How it works

Blify Mod doesn't keyword-match. Every potentially-moderated message goes through a multi-stage pipeline designed to be cheap on easy cases and thorough on hard ones.

#The pipeline

   message
      │
      ▼
┌─────────────┐   trivially safe / rate-limited / immune
│  pre-filter ├─────────────────────────────────────────►  skip
└─────┬───────┘
      │
      ▼
┌─────────────┐   "no" — clearly doesn't match any rule
│   screen    ├─────────────────────────────────────────►  skip
└─────┬───────┘
      │  "yes — worth a closer look"
      ▼
┌─────────────┐
│    judge    │   full reasoning against the rule list
└─────┬───────┘
      │  context_sufficient = false
      ▼
┌─────────────┐
│  reconsider │   pulls replied-to + prior author messages
└─────┬───────┘
      │
      ▼
   apply action  +  log  +  DM the offender

#1. Pre-filter

Before any AI call, the bot drops:

  • Trivial content (very short, mostly emoji, etc.)
  • Messages from users currently inside a per-user screen rate-limit
  • Messages from immune users or users with an immune role
  • Messages already flagged by Discord's native AutoMod (no double-action)

#2. Screen

A tiny, fast model is asked one yes/no question: "Could this plausibly violate one of THIS server's listed rules?" On every tier this is OpenAI's gpt-5-nano with a Claude Haiku 4.5 fallback if OpenAI is rate-limiting. The screen is a binary gate — nano is plenty for it, and the savings keep the bot affordable. The actual judgment is where tier matters.

The screen is intentionally conservative — it answers "yes" on anything ambiguous so the judge gets the final call.

#3. Judge

If the screen says "yes", the bot calls Claude with the full system prompt: your rule list, the target message, and a slice of channel context (8–20 messages on Free, 15–100 on Pro). Claude returns structured JSON:

{
  "violation": true,
  "rule_broken": "No harassment or hate speech",
  "severity": 4,
  "action": "timeout",
  "timeout_minutes": 60,
  "reason": "Targeted slur at another member.",
  "context_sufficient": true
}
  • Free uses OpenAI gpt-5-mini — fast, cheap, accurate on the vast majority of cases. Claude Haiku 4.5 is the automatic fallback if OpenAI is unavailable.
  • Pro/Premium uses Claude Sonnet 4.6 — noticeably better on subtle context, sarcasm, and adversarial framing. OpenAI gpt-5-mini is the automatic fallback if Anthropic is unavailable.

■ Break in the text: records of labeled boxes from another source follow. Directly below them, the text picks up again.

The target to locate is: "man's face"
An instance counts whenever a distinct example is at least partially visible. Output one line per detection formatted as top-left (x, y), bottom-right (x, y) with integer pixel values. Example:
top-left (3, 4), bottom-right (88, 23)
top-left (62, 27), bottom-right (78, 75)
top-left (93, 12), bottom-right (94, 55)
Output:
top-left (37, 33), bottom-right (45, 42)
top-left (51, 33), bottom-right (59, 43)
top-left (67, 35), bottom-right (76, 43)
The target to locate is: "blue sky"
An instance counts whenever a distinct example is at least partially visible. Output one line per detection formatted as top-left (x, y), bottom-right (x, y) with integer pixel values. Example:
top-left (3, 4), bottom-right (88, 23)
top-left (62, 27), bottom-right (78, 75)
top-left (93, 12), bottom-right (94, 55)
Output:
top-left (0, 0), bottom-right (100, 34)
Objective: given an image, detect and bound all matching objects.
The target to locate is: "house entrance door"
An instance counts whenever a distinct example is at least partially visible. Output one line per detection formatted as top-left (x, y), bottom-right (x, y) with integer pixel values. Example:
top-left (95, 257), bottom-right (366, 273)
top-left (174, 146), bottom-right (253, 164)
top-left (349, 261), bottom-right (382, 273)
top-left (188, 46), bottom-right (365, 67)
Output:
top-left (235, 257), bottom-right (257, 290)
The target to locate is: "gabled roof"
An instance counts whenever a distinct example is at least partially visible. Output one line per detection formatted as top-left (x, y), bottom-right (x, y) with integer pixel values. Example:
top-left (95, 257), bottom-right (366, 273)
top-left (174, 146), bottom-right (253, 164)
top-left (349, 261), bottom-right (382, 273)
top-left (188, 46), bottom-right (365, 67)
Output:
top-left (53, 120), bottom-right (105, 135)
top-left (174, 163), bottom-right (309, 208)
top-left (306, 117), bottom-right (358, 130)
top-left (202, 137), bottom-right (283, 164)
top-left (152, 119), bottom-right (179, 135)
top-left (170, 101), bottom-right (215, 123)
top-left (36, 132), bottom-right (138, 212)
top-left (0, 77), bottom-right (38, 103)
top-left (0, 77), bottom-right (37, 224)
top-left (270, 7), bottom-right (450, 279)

#4. Reconsider (only when needed)

If the model says context_sufficient: false — i.e. "I can't be sure without seeing what this was a reply to" — the bot pulls the replied-to message and the user's prior consecutive messages, then re-runs the judge with that targeted context. This is what lets the bot correctly handle:

  • Sarcasm: "yeah do it" is harmless after a joke and an admission after a threat.
  • Callbacks: "same" referring to a slur made three messages back.
  • Ongoing thoughts: a single sentence that's part of a longer paragraph the author was typing.

#5. Apply, log, and DM

The action is applied (or skipped, if dry-run is on), a log embed is posted to your log channel, and the offender gets a DM explaining what happened, the rule, and the appeal link if you've set one.

#Strictness caps

After the model decides on an action, the configured strictness level can downgrade it before it's applied. See /setstrictness:

Level What gets capped
Low Timeouts, kicks, and bans are all converted to warnings
Medium Kicks and bans are converted to timeouts
High No cap — full action ladder (default)

Strictness only ever softens the bot's decision; it never escalates one.

#What the bot will not do

  • Enforce rules you didn't list. If a message contains content you find awful but no listed rule covers it, the bot returns action: "none". Servers choose what to moderate.
  • Follow instructions inside messages. Every user message is sent inside a fenced "untrusted data" block, and the system prompt explicitly forbids treating message content as instructions. Prompt-injection attempts ("ignore previous instructions", fake JSON, fake admin claims) are themselves treated as evidence of bad-faith behavior.
  • Action the server owner. Discord doesn't allow it.
  • Action anyone whose top role is ≥ the bot's role. Move the bot's role up.
  • Punish the user who @mentioned it. Manual scans only judge the content being scanned.

#Caching and deduplication

  • Cheap-judge cache: identical message text + identical rule set returns the cached "clean" verdict for a few minutes, so re-pasted spam doesn't pay for repeated full-judge calls.
  • AutoMod dedup: if Discord's native AutoMod has already flagged a message, Blify Mod skips it.
  • Per-user rate limits: rapid-fire messages from a single author share a screen result for a short window.
  • Per-server mention cooldown: manual @mention scans are limited to one every 5 minutes per server.